Indramayu, Demokratis
Memperingati Hari Tani Nasional 2020, sejumlah pemuda, buruh, petani, nelayan dan mahasiswa yang tergabung dari berbagai macam organisasi melakukan aksi. Sebab, pemerintah saat ini dianggap belum menentukan kebijakan yang baik bagi sejumlah petani, kemudian maraknya pengusuran di berbagai sejumlah daerah dalam bentuk represifitas maupun diskriminatif makin tak terelakkan.
Pusat Study Strategis Malaqbi (PUSSMA), Muh Suyuti, Kamis (24/09), menjelaskan, ada jurang yang dalam dan perbedaan di Hari Tani Nasional pada tahun 2020 ini, selain dilanda wabah Covid-19, bayang-bayang suram pun mempengaruhi situasi pergerakan di kalangan pemuda dan masyarakat lainnya. Sehingga kerap kali publik menilai untuk berkumpul dan bergerak melakukan aksi sangat kurang memungkinkan.
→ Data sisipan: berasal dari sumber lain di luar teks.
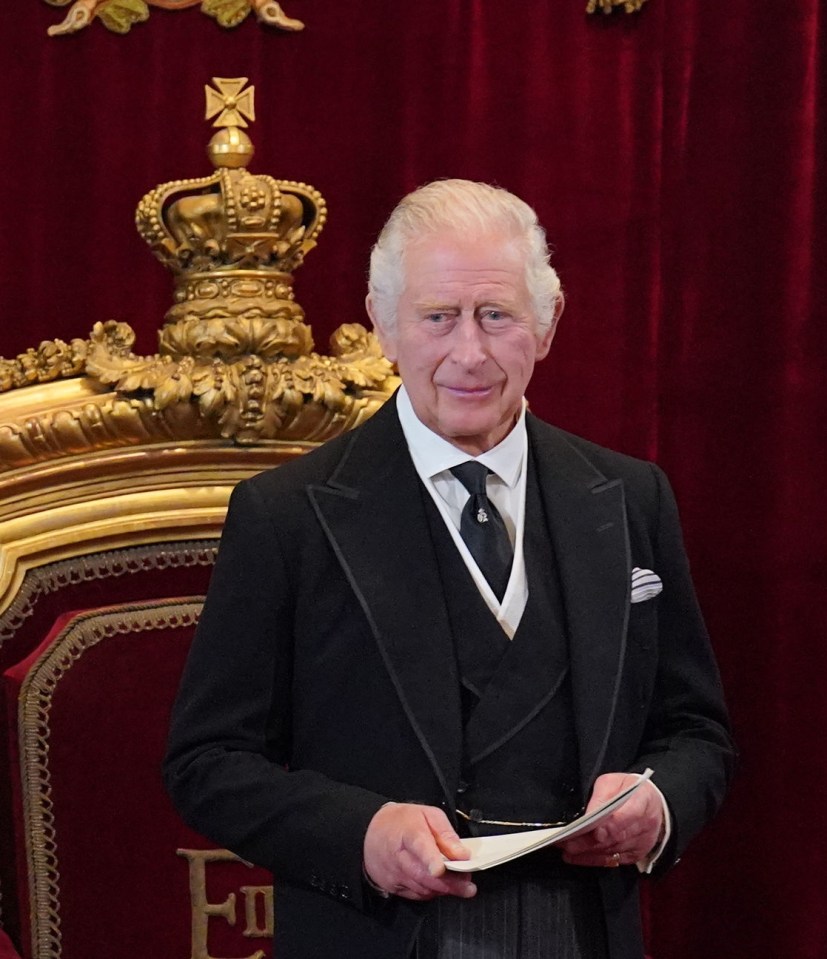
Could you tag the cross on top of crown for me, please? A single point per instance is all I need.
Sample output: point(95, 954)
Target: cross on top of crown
point(231, 101)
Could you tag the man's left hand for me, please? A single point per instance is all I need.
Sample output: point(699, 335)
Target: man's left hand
point(626, 836)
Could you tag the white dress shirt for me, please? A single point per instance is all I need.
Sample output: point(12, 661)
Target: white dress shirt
point(433, 457)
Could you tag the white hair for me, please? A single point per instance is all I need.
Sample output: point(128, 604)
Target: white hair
point(464, 207)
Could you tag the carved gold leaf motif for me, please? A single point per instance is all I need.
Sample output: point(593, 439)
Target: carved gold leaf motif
point(607, 6)
point(120, 15)
point(236, 358)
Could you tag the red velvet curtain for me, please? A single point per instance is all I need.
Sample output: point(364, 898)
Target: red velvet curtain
point(677, 157)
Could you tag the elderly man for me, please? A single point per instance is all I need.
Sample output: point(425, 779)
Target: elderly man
point(455, 620)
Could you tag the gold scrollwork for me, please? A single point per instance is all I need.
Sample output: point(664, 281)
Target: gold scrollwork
point(607, 6)
point(120, 16)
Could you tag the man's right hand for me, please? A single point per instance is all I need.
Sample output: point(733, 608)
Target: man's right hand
point(403, 853)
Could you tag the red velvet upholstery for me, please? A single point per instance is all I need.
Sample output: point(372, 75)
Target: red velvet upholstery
point(118, 576)
point(96, 834)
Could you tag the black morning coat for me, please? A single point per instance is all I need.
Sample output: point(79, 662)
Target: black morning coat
point(322, 679)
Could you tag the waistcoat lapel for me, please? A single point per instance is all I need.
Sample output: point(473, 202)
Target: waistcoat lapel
point(535, 663)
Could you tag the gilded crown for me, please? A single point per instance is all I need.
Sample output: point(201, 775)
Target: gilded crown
point(234, 347)
point(232, 239)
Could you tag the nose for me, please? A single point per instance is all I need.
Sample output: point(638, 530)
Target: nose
point(468, 348)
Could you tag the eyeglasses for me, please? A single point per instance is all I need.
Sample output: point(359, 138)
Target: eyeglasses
point(475, 817)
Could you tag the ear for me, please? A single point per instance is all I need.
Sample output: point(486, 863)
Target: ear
point(387, 340)
point(544, 342)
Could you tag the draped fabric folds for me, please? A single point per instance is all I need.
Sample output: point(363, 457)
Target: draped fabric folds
point(677, 158)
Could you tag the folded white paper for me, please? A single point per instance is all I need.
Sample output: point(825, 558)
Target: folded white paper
point(488, 851)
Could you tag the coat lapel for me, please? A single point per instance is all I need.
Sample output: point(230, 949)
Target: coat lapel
point(372, 511)
point(587, 518)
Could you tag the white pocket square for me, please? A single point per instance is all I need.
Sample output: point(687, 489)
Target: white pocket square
point(645, 584)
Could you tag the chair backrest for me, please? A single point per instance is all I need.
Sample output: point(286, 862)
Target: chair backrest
point(104, 864)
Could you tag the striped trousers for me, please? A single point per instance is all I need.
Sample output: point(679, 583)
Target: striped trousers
point(517, 916)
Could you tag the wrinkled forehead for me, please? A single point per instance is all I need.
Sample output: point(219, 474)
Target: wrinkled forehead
point(458, 255)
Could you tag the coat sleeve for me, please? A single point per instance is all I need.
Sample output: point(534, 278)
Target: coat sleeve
point(226, 767)
point(687, 737)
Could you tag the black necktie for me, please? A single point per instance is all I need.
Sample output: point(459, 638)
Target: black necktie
point(483, 529)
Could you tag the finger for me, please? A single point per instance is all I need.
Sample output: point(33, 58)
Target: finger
point(445, 837)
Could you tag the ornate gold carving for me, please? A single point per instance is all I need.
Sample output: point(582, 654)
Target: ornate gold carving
point(607, 6)
point(52, 360)
point(34, 718)
point(235, 356)
point(202, 909)
point(120, 15)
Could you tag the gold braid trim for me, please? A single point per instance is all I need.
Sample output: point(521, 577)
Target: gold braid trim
point(36, 696)
point(53, 577)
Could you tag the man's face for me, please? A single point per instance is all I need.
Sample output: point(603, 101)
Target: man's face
point(466, 337)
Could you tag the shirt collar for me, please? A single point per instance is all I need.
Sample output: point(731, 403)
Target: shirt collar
point(432, 454)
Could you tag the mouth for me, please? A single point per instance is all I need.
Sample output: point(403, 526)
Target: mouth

Walaupun dengan menggunakan metode daring adalah hal yang paling mustahil.
“Tentunya di Hari Tani Nasional pada tahun 2020 ini ada yang berbeda dengan tahun-tahun sebelumnya di mana kita semua ketahui bahwa Indonesia saat ini sedang dilanda wabah Covid-19 yang mempengaruhi situasi pergerakan di kalangan mahasiswa, pemuda dan masyarakat lainnya dengan bayang-bayang ketakutan sehingga kita kerap kali berfikir untuk berkumpul dan bergerak, untuk melakukan aksi meskipun kita tahu bahwa di masa pandemi ini ada jalan untuk tetap melangsungkan pergerakan yaitu melalui sistem daring namun menurut saya itu kurang efektif,” jelas salah seorang mahasiswa yang biasa disapa Yuti Kalionang kepada Demokratis.
Dikatakan, selain suramnya pergerakan aksi di berbagai macam organisasi, sikap pemerintah tentang Omnibus Law yang menjadi isu paling kencang untuk ditolak masih samar untuk dibatalkan oleh pemerintah pusat. Sehingga Omnibus Law atau Rancangan Undang-undang Cipta Lapangan Kerja (RUU Cilaka) bukan menjadi kepentingan rakyat, melainkan kebutuhan para investor yang terkesan diberi karpet merah oleh pemerintah.
“Pemerintah sudah sepatutnya untuk mendengarkan aspirasi masyarakat Indonesia apa yang telah menjadi tuntutan dari kawan-kawan yang tergabung dalam berbagai macam organisasi, untuk kepentingan rakyat yang salah satunya adalah meminta untuk tidak mensahkan RUU Cipta Kerja dan tuntutan-tuntutan lain untuk kepentingan rakyat,” imbuhnya.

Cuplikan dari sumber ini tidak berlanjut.